<

Disk drive reliability overview

Published on
39,898 Points
12,298 Views
51 Endorsements
Last Modified:
Awarded
Editor's Choice
Community Pick
Don't buy such-and-such disk drives, they are not reliable!    Boy, how many times have we read a post from a well-meaning person who had some bad experiences with a drive and now they exclaim the entire company's products can't be trusted.  First, consider annual volume shipments.  The major manufacturers each shipped between 50 - 100 million drives in 2009.  [Update:  Seagate alone shipped over 500,000,000 disk drives from April 2008 to Oct 2010] Ask yourself if the blogger could possibly have first-hand experience with anything more than 0.00000001 percent of any particular manufacturer, so how could such statements be statistically relevant?

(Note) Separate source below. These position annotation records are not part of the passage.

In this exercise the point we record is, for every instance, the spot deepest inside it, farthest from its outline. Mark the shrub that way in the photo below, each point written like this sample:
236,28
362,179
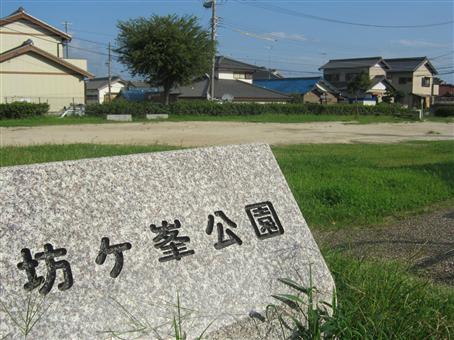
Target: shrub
17,110
443,110
206,108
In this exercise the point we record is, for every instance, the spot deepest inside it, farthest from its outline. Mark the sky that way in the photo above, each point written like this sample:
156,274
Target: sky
295,37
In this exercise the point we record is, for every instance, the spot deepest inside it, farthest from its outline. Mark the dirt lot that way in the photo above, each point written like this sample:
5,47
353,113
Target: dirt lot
219,133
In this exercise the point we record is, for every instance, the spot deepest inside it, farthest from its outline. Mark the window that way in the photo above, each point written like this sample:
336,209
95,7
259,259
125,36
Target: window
332,77
351,76
405,80
425,81
239,75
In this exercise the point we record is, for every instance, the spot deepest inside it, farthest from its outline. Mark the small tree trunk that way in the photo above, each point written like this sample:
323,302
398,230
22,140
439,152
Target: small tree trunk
167,94
357,108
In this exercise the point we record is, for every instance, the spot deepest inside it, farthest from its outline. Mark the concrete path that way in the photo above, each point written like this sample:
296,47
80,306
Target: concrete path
220,133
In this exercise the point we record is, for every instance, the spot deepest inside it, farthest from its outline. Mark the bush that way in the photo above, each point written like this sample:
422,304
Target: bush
206,108
443,110
22,110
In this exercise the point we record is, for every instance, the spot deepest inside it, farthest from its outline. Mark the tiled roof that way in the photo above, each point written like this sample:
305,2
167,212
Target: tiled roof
352,63
28,47
239,90
408,64
96,83
20,14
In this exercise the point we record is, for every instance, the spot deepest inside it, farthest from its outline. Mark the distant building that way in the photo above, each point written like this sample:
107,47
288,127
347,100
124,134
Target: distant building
340,72
233,82
312,89
97,89
415,78
231,69
33,67
446,90
232,91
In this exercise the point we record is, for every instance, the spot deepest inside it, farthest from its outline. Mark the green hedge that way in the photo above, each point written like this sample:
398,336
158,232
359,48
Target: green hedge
22,110
140,109
443,110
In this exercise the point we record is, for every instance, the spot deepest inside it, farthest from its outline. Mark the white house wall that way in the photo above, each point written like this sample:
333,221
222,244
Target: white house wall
229,76
14,34
33,79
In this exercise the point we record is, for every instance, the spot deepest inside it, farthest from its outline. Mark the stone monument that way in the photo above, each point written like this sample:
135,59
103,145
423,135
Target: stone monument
104,248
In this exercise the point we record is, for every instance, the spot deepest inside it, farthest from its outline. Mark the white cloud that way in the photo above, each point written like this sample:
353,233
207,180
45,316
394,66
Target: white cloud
421,43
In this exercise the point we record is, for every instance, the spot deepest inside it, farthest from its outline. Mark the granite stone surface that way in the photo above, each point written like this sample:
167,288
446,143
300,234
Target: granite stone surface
119,118
237,192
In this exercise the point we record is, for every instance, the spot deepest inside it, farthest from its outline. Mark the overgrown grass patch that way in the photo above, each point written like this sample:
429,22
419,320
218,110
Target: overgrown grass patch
52,120
380,300
344,185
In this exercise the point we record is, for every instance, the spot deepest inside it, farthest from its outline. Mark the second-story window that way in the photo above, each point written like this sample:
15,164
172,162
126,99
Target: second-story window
425,81
332,77
351,76
405,80
239,75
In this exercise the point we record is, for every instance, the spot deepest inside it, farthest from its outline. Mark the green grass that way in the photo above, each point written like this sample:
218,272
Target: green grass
335,185
51,120
380,300
345,185
265,118
292,118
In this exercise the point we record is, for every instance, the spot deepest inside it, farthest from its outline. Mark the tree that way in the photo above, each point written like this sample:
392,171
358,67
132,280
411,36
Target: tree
166,50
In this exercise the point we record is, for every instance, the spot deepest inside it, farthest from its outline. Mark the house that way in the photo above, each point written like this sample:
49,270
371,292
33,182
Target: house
231,90
231,69
414,77
233,82
97,89
312,89
33,67
340,72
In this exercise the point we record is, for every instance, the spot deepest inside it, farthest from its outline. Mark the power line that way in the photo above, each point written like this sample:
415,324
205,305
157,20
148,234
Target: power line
281,10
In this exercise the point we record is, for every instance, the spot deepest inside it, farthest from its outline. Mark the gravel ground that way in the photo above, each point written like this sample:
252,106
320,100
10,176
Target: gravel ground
222,133
425,243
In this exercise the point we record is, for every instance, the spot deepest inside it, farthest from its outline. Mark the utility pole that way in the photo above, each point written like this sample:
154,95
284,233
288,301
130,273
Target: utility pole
214,22
109,71
66,23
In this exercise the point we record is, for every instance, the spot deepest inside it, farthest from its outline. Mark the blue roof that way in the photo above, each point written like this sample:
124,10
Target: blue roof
289,85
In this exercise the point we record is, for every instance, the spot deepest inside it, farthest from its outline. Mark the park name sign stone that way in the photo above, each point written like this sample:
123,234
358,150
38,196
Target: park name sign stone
105,247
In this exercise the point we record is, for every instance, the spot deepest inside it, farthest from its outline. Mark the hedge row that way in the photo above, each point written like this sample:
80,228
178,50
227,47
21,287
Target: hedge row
443,110
218,109
22,110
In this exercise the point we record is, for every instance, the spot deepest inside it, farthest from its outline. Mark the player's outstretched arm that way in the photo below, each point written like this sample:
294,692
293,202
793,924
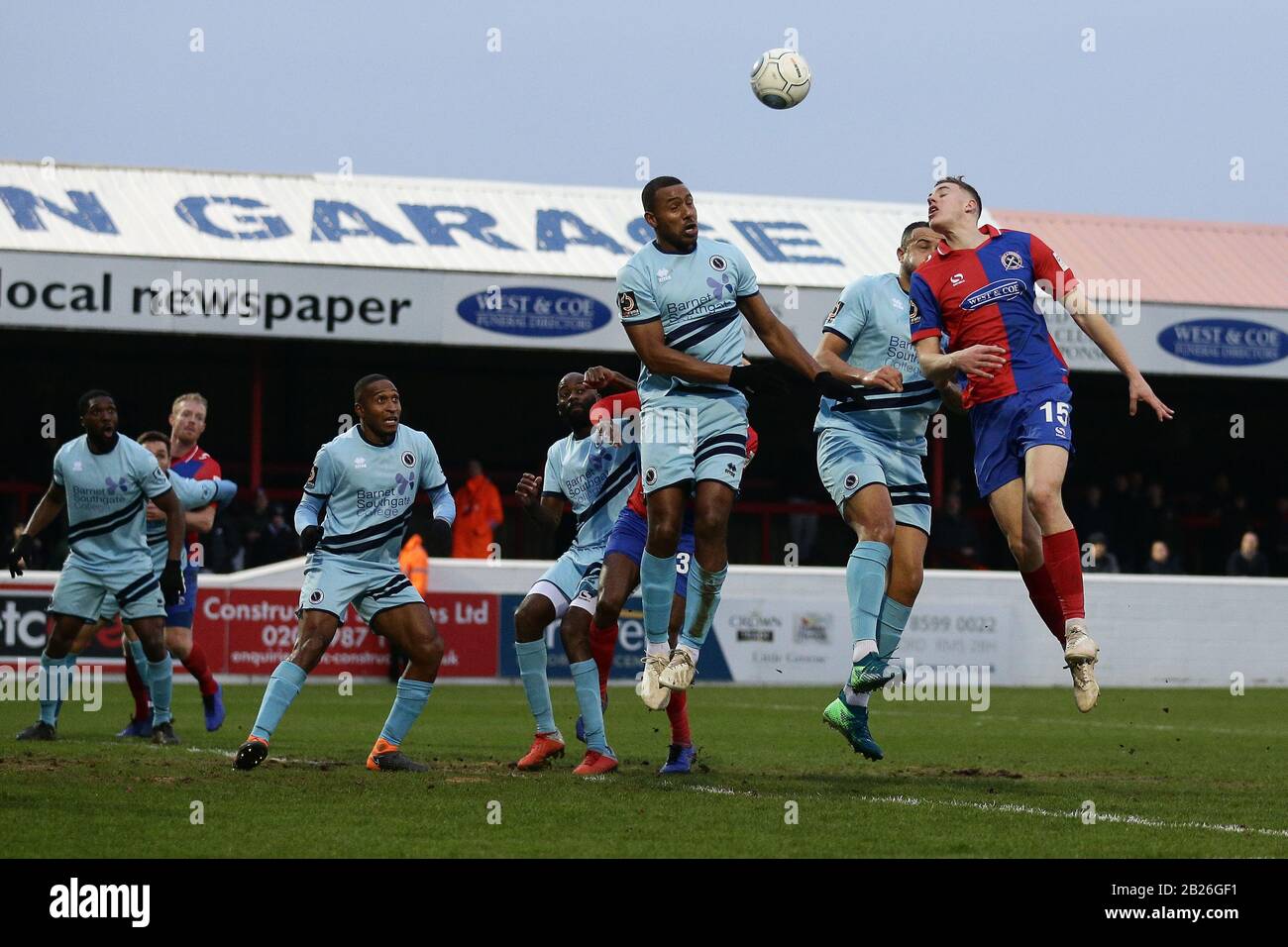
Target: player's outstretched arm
660,359
1099,330
978,361
545,509
47,510
608,381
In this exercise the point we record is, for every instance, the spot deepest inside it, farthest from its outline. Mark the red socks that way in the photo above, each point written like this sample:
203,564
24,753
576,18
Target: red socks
142,705
1064,564
678,712
197,668
1044,599
603,643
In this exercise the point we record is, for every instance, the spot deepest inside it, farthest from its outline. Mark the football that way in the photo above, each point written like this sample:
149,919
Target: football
781,78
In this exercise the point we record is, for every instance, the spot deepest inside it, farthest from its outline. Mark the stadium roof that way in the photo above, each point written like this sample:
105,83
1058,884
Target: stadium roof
498,227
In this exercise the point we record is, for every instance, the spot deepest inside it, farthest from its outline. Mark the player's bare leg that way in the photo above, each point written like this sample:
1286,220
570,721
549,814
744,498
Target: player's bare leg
1029,515
657,587
575,631
870,515
712,502
411,629
681,754
1043,482
317,630
531,620
55,668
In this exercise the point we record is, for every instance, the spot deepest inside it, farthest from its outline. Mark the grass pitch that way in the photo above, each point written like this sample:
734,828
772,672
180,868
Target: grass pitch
1171,774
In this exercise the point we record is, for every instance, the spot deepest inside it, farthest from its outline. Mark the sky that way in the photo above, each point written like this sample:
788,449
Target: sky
1121,107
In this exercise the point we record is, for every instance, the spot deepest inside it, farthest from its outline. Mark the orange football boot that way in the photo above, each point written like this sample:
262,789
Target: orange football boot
545,748
386,757
595,763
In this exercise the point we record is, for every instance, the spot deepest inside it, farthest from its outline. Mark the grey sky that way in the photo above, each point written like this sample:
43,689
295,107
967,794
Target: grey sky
1144,125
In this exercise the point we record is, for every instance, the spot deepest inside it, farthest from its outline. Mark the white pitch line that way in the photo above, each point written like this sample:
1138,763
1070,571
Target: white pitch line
1017,808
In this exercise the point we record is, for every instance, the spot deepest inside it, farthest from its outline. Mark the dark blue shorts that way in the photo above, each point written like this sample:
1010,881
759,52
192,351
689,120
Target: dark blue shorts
1005,431
630,532
180,613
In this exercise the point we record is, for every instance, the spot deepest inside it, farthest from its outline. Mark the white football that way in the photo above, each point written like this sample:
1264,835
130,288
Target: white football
781,78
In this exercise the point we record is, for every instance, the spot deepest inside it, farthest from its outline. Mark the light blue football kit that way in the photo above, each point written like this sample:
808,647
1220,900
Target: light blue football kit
877,440
369,491
107,495
596,475
106,528
883,437
192,496
688,432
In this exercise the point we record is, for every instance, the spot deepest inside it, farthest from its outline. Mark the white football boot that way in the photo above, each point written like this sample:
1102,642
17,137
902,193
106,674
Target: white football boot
678,674
1081,654
655,696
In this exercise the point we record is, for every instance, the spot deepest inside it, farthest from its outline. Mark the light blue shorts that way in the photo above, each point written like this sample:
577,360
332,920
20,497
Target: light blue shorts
694,437
849,462
574,579
81,590
331,583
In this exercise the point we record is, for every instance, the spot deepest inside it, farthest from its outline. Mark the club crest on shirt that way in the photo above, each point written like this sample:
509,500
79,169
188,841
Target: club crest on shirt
626,304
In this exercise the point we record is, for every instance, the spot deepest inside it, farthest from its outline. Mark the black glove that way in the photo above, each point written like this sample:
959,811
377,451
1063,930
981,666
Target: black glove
310,538
831,386
171,582
21,551
756,379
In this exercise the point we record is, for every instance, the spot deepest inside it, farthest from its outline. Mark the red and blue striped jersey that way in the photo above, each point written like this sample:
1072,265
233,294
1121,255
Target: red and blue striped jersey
986,296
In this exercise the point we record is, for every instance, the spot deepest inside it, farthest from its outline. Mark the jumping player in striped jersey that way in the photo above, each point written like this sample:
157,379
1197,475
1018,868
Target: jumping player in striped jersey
979,289
870,460
595,475
104,480
368,480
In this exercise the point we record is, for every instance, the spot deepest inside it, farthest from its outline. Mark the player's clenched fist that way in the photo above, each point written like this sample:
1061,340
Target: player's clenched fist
979,361
528,489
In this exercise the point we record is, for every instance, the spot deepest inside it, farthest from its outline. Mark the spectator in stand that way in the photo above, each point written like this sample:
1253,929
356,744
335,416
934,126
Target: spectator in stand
478,513
1247,560
953,538
1102,560
1160,561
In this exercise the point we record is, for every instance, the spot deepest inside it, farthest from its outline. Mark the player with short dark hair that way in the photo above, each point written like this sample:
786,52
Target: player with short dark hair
366,480
682,299
198,500
870,462
621,577
979,289
104,480
592,474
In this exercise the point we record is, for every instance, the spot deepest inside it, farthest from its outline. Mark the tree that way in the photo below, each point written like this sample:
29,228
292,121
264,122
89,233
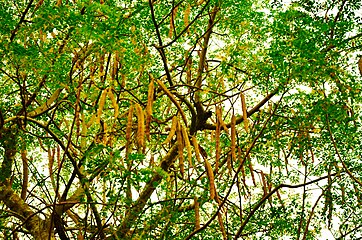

All these well-intentioned people are correct in one respect.  All disks are unreliable.  Anything that has 100% probability of eventual failure is, by definition, unreliable, is it not?  

What should you do?  First, you can count on drive failure, so invest in RAID1/5/6 technology.  Perform backups, and take backups offsite.  Remember that RAID is not an excuse for not performing backups. All it takes is one stupid typo and a RAID1 array can delete both copies of your precious data in a fraction of a second.  Backups protect against human and computer errors. Archiving (taking backup copies to your parent's house or to a safety deposit box) prevents against natural disasters such as fire, floods, and tornados (or earthquakes if you live in California instead of Texas).

Next, one should look at drive specifications.  Don't base a buying decision just on speeds and feeds.  Ever notice "enterprise class" or "consumer class" drives when reading the specs?  The bottom line is that enterprise drives are designed for 365x24x7, have 100X more error-correcting circuitry, and are designed with much faster error recovery/remapping circuitry so they play nice behind RAID controllers.   The disks also cost 2-3X more money.

If you read the fine print on consumer drives, you will usually discover that they are rated for a whole 2400 hours annual use.   Do the math. If you run a computer 24x7 then you exceed specifications unless you turn the computer off in April.  The reduced number of ECC bits means that if you have a 2TB disk and you copy the entire disk back and forth a few times, then you WILL lose data. 1 x 10E14 bit error rate sounds like a really big number until you consider that this is only 6 times more bits then you have on the disk to begin with.  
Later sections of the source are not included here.